Au début des années 2000, la Commission a bien essayé d’aller plus loin en proposant un texte harmonisant, non pas les taux, non pas l’assiette fiscale, mais la définition de l’assiette de l’impôt sur les sociétés afin de pouvoir comparer utilement les taux. Échec. Qu’à cela ne tienne, plusieurs États, dont la France et l’Allemagne, ont proclamé qu’ils allaient lancer une coopération renforcée. Échec à nouveau. Qu’à cela ne tienne, Paris et Berlin ont annoncé, en août 2011, que l’IS serait harmonisé entre eux le 1erjanvier…2013. On attend encore.
Faire pression sur tel ou tel pays s’avère improductif : alors que l’Irlande était à genoux et n’a dû sa survie qu’à l’aide financière de la zone euro, elle a refusé de toucher à son taux d’IS de 12,5 %. Elle a seulement accepté de mettre fin, d’ici à 2020, à une disposition qui permettait aux multinationales non seulement d’éviter l’impôt, mais de le frauder (le «double irish»). Et encore, il a fallu que les États-Unis donnent de la voix.

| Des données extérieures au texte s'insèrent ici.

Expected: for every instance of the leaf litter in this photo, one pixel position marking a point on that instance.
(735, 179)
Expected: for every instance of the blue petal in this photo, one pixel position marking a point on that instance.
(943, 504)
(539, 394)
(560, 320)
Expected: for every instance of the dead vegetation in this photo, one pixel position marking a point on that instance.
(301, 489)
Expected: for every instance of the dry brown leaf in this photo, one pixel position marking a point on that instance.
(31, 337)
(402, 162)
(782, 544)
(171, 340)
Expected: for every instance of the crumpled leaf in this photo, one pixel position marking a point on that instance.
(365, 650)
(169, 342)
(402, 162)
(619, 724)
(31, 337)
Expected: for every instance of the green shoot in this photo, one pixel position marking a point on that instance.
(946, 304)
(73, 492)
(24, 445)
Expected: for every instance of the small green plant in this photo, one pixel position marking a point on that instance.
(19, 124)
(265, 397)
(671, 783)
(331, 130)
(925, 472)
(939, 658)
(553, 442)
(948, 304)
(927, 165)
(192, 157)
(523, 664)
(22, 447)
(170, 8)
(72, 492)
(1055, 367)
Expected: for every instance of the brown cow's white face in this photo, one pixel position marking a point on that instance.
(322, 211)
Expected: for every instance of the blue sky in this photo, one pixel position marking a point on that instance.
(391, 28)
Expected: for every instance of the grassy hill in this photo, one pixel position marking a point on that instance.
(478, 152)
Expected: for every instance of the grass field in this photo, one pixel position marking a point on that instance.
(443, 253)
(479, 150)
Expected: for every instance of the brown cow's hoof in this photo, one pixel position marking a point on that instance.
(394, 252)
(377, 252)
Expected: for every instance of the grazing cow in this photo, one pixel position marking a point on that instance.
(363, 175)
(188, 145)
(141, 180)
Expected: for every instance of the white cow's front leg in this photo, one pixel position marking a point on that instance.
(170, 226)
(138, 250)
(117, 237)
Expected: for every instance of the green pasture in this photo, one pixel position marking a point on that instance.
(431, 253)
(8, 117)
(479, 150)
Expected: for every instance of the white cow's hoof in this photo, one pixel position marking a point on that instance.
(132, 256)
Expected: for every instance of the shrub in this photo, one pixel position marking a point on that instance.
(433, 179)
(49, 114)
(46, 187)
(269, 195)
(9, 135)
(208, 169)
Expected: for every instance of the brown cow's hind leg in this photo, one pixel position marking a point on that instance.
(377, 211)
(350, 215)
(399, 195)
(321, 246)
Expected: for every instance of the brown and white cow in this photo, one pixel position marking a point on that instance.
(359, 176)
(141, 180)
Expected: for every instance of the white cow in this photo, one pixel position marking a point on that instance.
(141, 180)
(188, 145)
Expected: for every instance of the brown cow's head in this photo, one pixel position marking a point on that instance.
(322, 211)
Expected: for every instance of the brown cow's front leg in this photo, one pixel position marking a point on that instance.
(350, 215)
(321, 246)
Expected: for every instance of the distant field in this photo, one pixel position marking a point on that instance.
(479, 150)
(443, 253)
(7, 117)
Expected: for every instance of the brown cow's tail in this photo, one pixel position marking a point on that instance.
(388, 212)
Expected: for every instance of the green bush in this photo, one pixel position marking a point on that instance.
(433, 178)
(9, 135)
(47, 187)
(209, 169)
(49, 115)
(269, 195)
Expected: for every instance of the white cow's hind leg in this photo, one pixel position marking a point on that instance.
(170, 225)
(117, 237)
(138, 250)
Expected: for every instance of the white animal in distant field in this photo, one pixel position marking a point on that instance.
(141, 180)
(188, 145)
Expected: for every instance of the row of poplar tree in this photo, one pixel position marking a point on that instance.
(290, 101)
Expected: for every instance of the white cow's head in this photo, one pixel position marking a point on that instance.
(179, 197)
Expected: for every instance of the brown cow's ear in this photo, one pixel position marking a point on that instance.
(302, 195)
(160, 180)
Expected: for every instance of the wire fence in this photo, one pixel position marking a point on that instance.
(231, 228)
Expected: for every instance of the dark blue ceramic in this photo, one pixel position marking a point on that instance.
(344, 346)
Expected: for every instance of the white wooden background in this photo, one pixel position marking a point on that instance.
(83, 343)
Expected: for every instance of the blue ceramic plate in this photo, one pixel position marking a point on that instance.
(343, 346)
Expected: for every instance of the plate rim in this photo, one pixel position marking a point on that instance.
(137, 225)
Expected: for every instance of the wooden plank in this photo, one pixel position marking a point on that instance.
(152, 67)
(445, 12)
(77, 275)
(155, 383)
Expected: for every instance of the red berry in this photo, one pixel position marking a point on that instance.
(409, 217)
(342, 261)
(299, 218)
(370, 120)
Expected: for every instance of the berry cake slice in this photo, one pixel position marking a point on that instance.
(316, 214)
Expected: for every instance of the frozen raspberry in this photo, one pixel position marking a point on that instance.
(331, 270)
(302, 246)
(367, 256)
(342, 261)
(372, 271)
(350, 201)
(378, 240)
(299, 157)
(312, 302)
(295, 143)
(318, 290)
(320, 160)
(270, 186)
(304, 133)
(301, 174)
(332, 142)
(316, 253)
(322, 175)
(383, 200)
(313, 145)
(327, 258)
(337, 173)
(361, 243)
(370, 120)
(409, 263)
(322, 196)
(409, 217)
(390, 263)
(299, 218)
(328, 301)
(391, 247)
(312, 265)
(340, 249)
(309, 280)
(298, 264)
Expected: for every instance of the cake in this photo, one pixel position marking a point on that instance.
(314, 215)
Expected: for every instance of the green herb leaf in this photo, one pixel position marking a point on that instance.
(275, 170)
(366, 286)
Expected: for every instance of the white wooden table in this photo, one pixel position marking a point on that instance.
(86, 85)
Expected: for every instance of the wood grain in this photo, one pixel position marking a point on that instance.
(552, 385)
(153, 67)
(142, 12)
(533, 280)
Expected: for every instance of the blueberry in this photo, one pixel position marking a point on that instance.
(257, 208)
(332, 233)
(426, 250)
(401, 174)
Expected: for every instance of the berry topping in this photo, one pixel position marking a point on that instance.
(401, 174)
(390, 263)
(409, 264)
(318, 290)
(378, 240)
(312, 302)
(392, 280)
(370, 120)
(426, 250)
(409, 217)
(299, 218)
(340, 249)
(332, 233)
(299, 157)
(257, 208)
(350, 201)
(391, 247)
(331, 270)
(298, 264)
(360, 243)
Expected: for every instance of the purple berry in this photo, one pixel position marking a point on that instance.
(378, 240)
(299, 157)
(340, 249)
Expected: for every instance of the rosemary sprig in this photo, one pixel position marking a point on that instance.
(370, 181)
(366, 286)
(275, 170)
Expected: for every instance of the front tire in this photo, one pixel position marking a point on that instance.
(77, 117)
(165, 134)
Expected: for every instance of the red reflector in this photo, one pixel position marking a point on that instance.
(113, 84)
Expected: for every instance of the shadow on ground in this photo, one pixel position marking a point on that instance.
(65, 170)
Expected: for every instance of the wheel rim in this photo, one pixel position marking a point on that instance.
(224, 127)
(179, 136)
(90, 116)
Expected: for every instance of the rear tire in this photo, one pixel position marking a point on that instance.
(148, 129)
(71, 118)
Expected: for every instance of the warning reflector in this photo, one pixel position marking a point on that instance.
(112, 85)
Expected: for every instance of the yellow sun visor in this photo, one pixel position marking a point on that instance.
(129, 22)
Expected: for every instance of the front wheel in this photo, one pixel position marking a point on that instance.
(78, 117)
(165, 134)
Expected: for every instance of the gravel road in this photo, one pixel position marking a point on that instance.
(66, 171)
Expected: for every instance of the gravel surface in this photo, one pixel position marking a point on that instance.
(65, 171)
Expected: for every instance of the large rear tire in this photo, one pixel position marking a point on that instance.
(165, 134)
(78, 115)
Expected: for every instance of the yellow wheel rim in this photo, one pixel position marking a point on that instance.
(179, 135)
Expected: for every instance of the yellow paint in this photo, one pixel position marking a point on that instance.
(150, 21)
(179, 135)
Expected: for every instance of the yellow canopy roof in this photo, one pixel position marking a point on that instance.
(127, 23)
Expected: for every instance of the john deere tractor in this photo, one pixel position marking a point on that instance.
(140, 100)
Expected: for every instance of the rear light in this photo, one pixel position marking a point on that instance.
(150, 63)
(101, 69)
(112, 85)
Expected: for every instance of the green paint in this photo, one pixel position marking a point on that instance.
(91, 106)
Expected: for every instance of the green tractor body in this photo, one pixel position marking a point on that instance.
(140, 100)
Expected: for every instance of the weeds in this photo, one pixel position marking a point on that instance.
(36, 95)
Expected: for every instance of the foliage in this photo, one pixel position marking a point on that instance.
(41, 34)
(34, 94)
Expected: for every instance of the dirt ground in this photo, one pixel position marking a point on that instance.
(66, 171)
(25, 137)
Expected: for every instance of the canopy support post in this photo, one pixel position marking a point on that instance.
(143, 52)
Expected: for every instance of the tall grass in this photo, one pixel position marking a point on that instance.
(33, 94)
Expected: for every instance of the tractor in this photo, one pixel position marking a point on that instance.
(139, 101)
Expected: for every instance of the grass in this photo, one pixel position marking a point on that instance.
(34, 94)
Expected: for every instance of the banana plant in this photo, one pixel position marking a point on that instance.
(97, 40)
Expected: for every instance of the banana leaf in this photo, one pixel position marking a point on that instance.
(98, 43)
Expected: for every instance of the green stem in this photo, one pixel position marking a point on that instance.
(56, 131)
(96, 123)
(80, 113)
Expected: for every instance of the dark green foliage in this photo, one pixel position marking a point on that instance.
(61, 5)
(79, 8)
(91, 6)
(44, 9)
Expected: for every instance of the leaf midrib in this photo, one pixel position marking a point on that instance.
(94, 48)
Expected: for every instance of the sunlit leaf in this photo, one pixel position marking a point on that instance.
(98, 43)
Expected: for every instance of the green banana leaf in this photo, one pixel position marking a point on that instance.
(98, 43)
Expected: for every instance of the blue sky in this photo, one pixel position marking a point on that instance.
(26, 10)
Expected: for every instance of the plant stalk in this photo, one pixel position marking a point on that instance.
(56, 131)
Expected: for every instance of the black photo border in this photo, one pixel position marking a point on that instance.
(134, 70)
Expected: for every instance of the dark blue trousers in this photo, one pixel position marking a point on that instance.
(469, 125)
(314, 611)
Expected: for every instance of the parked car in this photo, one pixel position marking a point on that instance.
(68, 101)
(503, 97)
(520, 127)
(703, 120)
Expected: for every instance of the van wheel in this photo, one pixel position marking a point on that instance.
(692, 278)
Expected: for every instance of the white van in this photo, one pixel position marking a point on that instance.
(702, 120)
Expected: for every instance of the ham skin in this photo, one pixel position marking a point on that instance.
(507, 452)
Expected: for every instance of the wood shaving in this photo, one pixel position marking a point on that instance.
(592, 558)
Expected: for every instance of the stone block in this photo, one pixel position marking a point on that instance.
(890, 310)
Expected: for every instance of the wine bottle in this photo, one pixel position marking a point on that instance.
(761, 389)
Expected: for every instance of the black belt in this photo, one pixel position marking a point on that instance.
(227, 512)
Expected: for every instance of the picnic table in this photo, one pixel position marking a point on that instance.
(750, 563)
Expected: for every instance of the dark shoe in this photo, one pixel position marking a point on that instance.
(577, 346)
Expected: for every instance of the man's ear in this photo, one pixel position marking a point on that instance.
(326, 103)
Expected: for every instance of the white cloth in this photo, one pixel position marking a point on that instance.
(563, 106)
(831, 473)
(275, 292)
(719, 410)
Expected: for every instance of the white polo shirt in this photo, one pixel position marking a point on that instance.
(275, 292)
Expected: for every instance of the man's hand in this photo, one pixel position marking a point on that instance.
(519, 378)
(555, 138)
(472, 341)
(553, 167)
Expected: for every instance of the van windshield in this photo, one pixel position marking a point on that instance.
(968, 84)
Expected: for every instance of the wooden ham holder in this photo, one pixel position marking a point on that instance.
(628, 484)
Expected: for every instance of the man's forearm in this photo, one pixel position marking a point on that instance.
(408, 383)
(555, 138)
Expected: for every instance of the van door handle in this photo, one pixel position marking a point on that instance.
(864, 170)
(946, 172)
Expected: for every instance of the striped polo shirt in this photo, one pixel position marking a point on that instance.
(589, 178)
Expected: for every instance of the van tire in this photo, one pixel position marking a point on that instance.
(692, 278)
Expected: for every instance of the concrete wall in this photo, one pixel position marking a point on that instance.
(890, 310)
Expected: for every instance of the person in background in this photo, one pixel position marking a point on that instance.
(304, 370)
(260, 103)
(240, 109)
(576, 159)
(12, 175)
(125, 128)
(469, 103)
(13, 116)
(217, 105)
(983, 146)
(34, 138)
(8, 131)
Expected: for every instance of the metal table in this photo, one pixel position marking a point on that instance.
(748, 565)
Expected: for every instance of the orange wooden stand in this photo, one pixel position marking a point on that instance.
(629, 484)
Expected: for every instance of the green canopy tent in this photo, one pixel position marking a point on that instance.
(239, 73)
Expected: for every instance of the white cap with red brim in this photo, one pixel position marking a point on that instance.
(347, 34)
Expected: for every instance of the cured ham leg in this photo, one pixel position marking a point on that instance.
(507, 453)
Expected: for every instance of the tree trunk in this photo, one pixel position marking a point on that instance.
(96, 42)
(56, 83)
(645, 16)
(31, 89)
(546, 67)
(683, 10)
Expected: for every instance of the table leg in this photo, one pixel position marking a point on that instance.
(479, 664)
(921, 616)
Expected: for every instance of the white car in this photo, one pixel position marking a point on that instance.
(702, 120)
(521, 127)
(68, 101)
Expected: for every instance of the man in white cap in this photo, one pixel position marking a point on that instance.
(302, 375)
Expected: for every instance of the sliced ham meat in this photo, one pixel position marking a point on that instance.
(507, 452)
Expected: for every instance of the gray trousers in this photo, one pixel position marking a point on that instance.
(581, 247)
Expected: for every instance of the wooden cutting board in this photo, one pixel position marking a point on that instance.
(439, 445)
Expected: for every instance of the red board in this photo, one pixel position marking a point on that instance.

Le seul moyen de surmonter ces blocages nationaux serait donc que les gouvernements amendant les traités – à l’unanimité – afin que la fiscalité se décide à la majorité qualifiée. On en est loin, même si le ministre des finances luxembourgeois a reconnu hier que « ce qui est légal aujourd’hui n’est peut-être plus souhaitable ou considéré comme éthiquement compatible ». En attendant, la Commission a décidé de passer par la face nord en attaquant les dispositifs d’évasion fiscale par le biais du droit de la concurrence. En effet, les distorsions de fiscalité peuvent être assimilées à des aides d’État qui, certes, ne sont interdites en soi, mais sont soigneusement encadrées. Le Luxembourg (pour Amazon et Fiat), l’Irlande (Apple) et les Pays-Bas (Starbucks) sont sur la sellette. Juridiquement osé.